Odell believes that the way forward for clean energy mining is through three main changes. The first is to reduce consumption so we need fewer materials in the first place, such as by investing in more public transportation and walkable cities, which would reduce the need for mineral-intensive EVs. The second is to advance the circular economy, reusing minerals instead of mining new ones. “There are a lot of metals already in the system and at the end of their lifespan, we send a lot of those to the dump,” he says.
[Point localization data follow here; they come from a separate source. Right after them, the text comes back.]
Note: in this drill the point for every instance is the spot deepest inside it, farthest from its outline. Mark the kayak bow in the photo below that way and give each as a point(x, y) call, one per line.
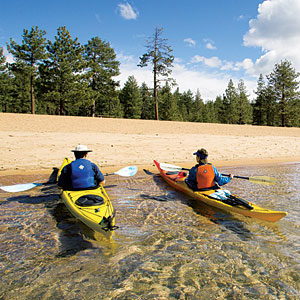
point(233, 205)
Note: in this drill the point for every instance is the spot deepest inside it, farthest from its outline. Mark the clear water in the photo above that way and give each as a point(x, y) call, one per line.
point(167, 245)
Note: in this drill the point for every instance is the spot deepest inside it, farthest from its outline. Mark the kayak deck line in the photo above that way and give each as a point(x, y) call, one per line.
point(100, 216)
point(176, 180)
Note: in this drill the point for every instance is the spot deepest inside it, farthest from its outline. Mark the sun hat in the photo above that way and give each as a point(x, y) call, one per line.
point(202, 153)
point(81, 148)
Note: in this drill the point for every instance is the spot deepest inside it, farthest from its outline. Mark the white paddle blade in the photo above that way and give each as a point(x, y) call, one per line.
point(19, 187)
point(127, 171)
point(169, 167)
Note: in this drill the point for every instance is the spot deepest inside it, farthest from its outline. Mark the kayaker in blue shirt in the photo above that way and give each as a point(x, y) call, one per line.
point(204, 176)
point(80, 174)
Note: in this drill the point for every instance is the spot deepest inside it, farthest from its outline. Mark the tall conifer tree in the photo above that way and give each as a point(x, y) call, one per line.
point(31, 51)
point(102, 66)
point(159, 56)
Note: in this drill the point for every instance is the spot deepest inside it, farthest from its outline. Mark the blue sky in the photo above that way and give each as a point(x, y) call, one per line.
point(213, 41)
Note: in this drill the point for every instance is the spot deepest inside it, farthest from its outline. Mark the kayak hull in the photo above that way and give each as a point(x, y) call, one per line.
point(97, 217)
point(178, 183)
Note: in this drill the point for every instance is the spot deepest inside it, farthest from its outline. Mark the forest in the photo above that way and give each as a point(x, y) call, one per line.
point(64, 77)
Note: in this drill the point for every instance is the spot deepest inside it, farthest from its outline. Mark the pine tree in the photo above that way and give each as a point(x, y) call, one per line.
point(198, 109)
point(61, 78)
point(31, 52)
point(283, 81)
point(130, 99)
point(245, 108)
point(210, 113)
point(20, 91)
point(5, 84)
point(169, 109)
point(231, 104)
point(148, 103)
point(219, 110)
point(186, 103)
point(101, 67)
point(259, 105)
point(159, 55)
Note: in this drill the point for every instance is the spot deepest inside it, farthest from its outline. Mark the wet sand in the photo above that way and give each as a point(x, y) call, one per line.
point(37, 143)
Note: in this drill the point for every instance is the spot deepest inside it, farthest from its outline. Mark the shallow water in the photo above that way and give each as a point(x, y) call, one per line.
point(167, 245)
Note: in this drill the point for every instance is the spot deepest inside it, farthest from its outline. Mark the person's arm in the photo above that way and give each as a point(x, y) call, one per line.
point(63, 180)
point(99, 177)
point(221, 180)
point(191, 180)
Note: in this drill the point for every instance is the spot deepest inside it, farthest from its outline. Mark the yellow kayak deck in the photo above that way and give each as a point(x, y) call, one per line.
point(177, 181)
point(97, 217)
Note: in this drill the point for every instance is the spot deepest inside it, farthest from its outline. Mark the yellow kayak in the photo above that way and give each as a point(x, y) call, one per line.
point(233, 205)
point(92, 207)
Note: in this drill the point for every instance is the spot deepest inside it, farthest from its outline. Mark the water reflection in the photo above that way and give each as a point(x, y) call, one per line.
point(168, 246)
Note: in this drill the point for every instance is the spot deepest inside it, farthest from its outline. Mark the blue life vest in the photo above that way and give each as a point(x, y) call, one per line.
point(82, 175)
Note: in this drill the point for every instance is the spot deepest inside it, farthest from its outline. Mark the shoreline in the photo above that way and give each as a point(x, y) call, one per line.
point(32, 144)
point(152, 168)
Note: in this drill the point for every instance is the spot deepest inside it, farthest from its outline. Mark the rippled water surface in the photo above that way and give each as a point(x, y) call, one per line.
point(167, 245)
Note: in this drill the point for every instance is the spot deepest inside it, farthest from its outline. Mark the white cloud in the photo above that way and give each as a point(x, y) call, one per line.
point(209, 84)
point(98, 18)
point(190, 42)
point(8, 56)
point(213, 62)
point(276, 31)
point(127, 12)
point(210, 46)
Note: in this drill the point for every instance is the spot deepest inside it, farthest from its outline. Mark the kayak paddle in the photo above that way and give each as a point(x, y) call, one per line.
point(255, 179)
point(15, 188)
point(126, 171)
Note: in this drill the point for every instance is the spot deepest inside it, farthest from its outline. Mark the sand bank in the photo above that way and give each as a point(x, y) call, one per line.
point(36, 143)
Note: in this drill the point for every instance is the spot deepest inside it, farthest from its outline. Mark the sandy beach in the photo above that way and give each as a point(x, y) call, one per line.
point(37, 143)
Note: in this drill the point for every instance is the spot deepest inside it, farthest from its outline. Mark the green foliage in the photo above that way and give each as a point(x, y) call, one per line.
point(284, 84)
point(148, 103)
point(245, 108)
point(168, 104)
point(5, 84)
point(131, 100)
point(101, 67)
point(186, 103)
point(61, 77)
point(31, 52)
point(159, 56)
point(64, 77)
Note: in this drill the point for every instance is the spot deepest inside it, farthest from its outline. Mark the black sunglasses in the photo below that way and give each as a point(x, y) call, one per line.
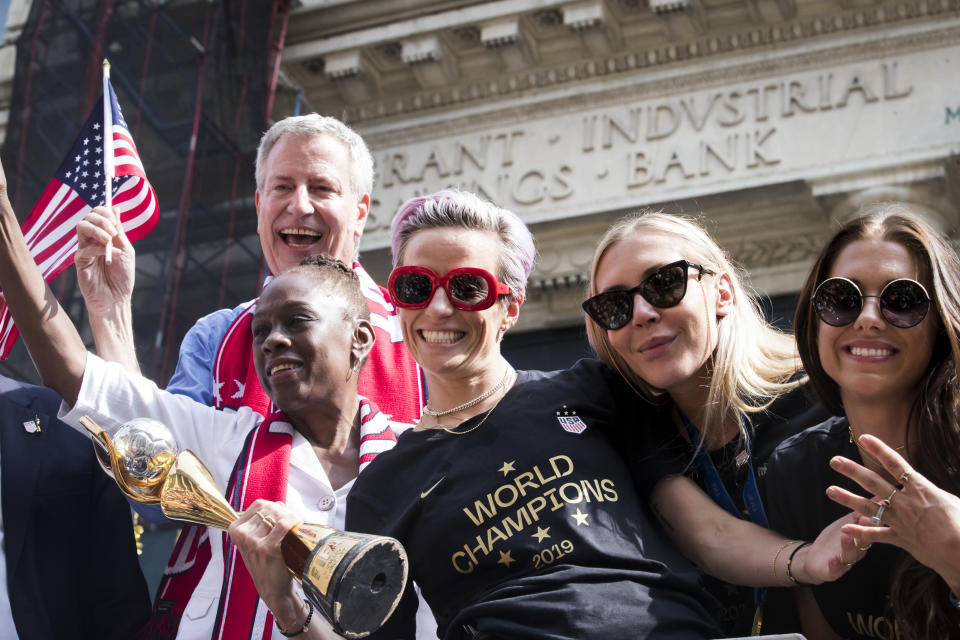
point(903, 302)
point(664, 288)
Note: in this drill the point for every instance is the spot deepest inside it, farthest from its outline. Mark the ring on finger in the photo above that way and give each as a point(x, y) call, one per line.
point(267, 519)
point(877, 519)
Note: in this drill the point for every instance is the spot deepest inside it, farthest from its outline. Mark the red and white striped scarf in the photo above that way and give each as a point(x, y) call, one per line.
point(261, 471)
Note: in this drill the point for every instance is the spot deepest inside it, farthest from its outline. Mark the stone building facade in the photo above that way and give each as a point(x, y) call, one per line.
point(773, 120)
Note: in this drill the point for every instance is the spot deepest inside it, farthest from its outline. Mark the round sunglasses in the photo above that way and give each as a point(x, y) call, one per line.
point(903, 302)
point(468, 288)
point(664, 288)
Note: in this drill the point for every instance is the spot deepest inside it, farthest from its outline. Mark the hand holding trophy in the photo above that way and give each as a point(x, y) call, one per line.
point(354, 579)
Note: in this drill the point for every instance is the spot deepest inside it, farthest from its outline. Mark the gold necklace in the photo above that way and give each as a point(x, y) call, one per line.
point(466, 405)
point(479, 424)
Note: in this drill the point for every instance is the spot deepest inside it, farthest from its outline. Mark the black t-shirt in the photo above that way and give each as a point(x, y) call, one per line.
point(529, 526)
point(657, 449)
point(797, 477)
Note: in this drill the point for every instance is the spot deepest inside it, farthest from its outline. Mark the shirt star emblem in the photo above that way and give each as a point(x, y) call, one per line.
point(240, 387)
point(580, 517)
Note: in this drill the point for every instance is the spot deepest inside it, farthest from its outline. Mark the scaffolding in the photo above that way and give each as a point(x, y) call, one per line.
point(196, 81)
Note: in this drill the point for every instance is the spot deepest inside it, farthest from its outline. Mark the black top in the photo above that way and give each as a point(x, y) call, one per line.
point(658, 450)
point(71, 559)
point(529, 526)
point(797, 505)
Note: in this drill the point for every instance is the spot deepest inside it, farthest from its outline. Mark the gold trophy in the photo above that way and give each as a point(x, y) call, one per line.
point(355, 580)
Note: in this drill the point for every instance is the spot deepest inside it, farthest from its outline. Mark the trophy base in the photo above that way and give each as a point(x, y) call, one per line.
point(356, 580)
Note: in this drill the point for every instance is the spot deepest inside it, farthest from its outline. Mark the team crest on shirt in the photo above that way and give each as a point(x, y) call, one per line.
point(570, 421)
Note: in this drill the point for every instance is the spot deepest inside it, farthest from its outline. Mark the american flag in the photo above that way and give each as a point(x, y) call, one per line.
point(78, 187)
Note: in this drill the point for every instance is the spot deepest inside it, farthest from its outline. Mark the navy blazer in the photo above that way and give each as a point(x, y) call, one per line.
point(72, 569)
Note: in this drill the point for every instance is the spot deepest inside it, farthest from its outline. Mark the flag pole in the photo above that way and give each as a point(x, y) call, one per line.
point(107, 152)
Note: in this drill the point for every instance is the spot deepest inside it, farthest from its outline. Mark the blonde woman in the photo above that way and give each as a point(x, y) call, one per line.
point(670, 312)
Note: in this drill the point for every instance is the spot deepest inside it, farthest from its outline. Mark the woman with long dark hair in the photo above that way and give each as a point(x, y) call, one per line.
point(877, 327)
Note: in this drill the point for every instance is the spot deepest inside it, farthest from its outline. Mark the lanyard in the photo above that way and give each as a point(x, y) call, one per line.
point(719, 494)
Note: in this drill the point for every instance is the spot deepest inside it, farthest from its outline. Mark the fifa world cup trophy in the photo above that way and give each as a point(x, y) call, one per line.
point(355, 580)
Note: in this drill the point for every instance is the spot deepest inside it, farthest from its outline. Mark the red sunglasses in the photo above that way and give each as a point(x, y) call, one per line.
point(468, 288)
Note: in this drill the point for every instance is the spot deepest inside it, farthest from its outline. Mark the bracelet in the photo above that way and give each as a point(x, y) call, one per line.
point(790, 575)
point(306, 623)
point(777, 556)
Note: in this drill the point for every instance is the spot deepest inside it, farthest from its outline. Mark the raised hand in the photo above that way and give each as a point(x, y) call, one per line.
point(104, 286)
point(258, 533)
point(916, 515)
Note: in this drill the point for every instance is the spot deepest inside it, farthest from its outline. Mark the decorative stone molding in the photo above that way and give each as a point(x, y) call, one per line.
point(626, 63)
point(341, 65)
point(500, 34)
point(584, 15)
point(668, 6)
point(420, 50)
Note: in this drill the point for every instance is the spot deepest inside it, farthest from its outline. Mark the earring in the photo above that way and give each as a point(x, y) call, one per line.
point(354, 368)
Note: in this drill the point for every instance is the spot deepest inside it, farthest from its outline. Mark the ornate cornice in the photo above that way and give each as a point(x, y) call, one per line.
point(796, 34)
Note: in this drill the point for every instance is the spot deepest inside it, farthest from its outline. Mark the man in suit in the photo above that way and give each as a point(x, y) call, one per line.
point(69, 555)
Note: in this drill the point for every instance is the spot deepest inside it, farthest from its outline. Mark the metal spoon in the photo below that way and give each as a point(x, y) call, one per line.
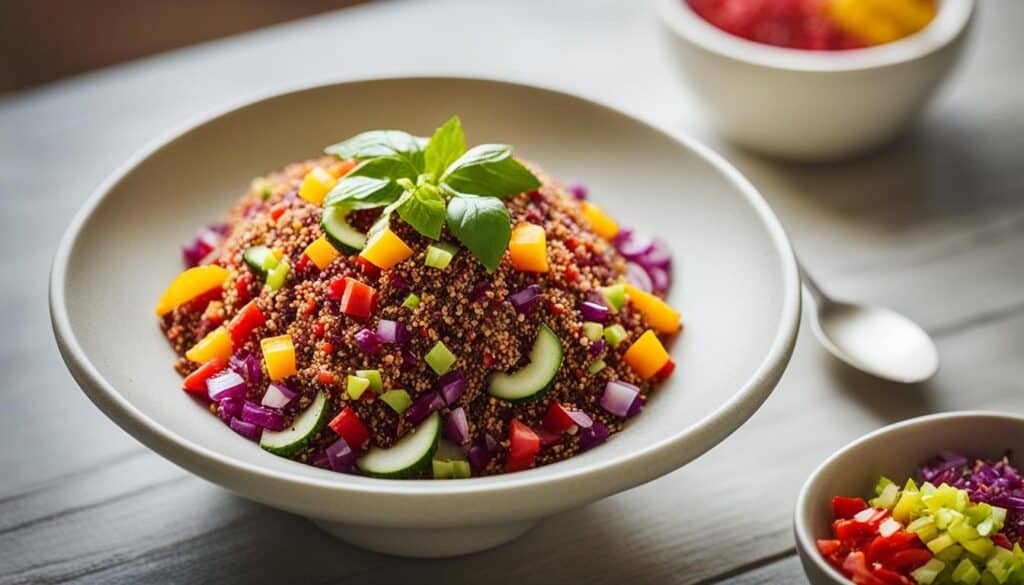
point(872, 339)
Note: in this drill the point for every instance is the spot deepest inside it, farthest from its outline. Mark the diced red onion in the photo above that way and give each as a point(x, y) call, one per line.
point(227, 384)
point(267, 418)
point(581, 418)
point(368, 341)
point(593, 311)
point(592, 435)
point(579, 191)
point(391, 331)
point(659, 279)
point(619, 398)
point(278, 395)
point(230, 408)
point(452, 385)
point(478, 456)
point(636, 246)
point(456, 426)
point(638, 277)
point(247, 429)
point(423, 407)
point(340, 456)
point(491, 443)
point(526, 299)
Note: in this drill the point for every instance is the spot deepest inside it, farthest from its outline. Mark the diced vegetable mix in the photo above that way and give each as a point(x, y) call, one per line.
point(259, 391)
point(944, 528)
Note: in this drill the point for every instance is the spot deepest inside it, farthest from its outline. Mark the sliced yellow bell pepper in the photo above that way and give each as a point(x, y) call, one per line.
point(657, 312)
point(316, 184)
point(599, 220)
point(528, 248)
point(385, 250)
point(646, 356)
point(322, 252)
point(217, 343)
point(189, 285)
point(279, 354)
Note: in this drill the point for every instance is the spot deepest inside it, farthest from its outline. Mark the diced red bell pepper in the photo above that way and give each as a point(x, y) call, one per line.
point(247, 320)
point(523, 447)
point(827, 547)
point(196, 382)
point(557, 418)
point(358, 299)
point(909, 559)
point(846, 508)
point(348, 426)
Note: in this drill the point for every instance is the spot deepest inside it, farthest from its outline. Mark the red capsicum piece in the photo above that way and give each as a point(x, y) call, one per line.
point(196, 382)
point(348, 426)
point(523, 447)
point(243, 324)
point(557, 418)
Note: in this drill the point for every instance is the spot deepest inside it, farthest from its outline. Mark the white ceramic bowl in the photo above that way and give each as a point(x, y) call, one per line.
point(813, 106)
point(895, 452)
point(736, 280)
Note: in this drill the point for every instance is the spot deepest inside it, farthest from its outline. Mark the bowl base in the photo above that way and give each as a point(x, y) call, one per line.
point(426, 543)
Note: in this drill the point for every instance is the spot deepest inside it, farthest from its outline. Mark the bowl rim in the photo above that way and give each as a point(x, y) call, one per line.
point(166, 442)
point(951, 19)
point(805, 540)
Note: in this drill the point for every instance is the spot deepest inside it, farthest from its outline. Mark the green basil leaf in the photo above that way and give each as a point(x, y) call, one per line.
point(448, 143)
point(363, 193)
point(488, 170)
point(424, 211)
point(381, 143)
point(385, 167)
point(482, 224)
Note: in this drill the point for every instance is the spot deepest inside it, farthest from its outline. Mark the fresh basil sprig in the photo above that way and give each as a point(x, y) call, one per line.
point(433, 182)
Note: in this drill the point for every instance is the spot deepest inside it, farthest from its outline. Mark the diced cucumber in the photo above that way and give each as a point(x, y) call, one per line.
point(406, 457)
point(534, 379)
point(305, 425)
point(260, 259)
point(342, 236)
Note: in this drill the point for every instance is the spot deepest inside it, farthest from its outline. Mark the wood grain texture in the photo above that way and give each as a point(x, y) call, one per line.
point(932, 225)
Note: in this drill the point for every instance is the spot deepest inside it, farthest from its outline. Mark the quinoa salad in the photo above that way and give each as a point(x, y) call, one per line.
point(409, 307)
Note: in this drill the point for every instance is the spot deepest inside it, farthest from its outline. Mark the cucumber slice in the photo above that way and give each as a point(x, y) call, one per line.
point(342, 236)
point(260, 259)
point(534, 379)
point(406, 457)
point(305, 425)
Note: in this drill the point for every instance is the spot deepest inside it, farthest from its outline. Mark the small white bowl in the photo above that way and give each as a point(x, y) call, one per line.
point(895, 452)
point(813, 106)
point(738, 287)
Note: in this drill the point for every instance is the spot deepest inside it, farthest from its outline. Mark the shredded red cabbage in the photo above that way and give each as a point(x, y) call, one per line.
point(995, 483)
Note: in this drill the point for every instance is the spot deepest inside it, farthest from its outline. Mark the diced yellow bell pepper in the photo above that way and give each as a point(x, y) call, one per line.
point(528, 248)
point(316, 184)
point(189, 285)
point(657, 312)
point(322, 252)
point(599, 220)
point(385, 250)
point(279, 354)
point(646, 356)
point(217, 343)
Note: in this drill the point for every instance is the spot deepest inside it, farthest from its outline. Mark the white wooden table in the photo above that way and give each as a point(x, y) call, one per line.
point(933, 226)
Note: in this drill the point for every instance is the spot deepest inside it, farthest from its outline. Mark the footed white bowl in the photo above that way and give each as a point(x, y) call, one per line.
point(735, 282)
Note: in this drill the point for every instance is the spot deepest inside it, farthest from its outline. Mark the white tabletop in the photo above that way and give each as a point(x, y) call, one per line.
point(932, 226)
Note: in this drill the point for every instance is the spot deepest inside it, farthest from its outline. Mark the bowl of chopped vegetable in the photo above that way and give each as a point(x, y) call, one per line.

Reducing consumption and improving recycling, however, won’t fill all of the demand for clean energy minerals. “We’re still going to need to do some digging,” says Odell. So the third change we need is to raise industry standards and adopt regulations to make sure mining is done in a more environmentally and socially responsible way.
Published May 8, 2023.
FOOTNOTES
1 International Energy Agency: "The Role of Critical Minerals in Clean Energy Transitions." Executive summary. Accessed May 8, 2023.
2 International Energy Agency: "Minerals used in electric cars compared to conventional cars." Updated October 26, 2022.
3 International Energy Agency: "Minerals used in clean energy technologies compared to other power generation sources." Updated October 26, 2022.
4 Sonter, Laura, et al. "Renewable energy production will exacerbate mining threats to biodiversity." Nature Communications 11 (September 2020), doi:10.1038/s41467-020-17928-5.
5 International Energy Agency: "Global coal production, 2018-2021." Updated October 26, 2022.
6 U.S. Energy Information Administration: U.S. Coal Reserves. October 18, 2022.
7 International Energy Agency: "Sustainable Recovery." July 2020.